Onika Wallerson

Personal information
- Full name: Onika Theola Wallerson
- Born: 18 April 1985 (age 41) Georgetown, Guyana
- Batting: Right-handed
- Bowling: Right-arm medium

International information
- National side: United States;
- T20I debut (cap 11): 17 May 2019 v Canada
- Last T20I: 7 September 2019 v Namibia

Domestic team information
- 2002–2003: Guyana
- 2010–2011: Guyana

Career statistics
| Competition | WT20I |
| Matches | 7 |
| Runs scored | 32 |
| Batting average | 6.40 |
| 100s/50s | 0/0 |
| Top score | 23 |
| Balls bowled | 102 |
| Wickets | 2 |
| Bowling average | 39.00 |
| 5 wickets in innings | 0 |
| 10 wickets in match | 0 |
| Best bowling | 1/14 |
| Catches/stumpings | 1/– |
- Source: Cricinfo, 4 May 2021

= Onika Wallerson =

American cricketer

Onika Wallerson (born 18 April 1985) is a Guyanese-born American cricketer. She made her Women's Twenty20 International (WT20I) debut for the United States women's cricket team on 17 May 2019, against Canada, in the 2019 ICC Women's Qualifier Americas tournament.

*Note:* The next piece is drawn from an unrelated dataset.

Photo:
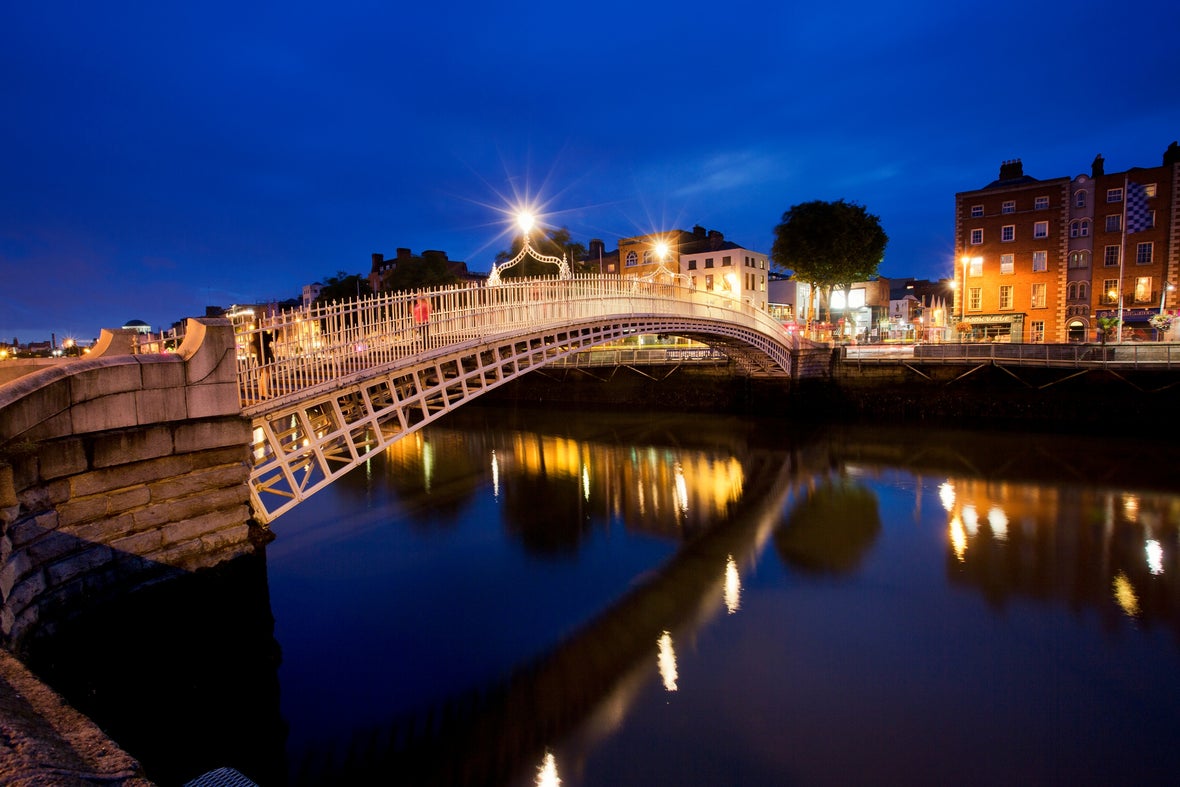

In August 2019, she was named in United States' squad for the 2019 ICC Women's World Twenty20 Qualifier tournament in Scotland. She played in the United States' opening match of the tournament, on 31 August 2019, against Scotland.

In February 2021, she was named in the Women's National Training Group by the USA Cricket Women's National Selectors ahead of the 2021 Women's Cricket World Cup Qualifier and the 2021 ICC Women's T20 World Cup Americas Qualifier tournaments.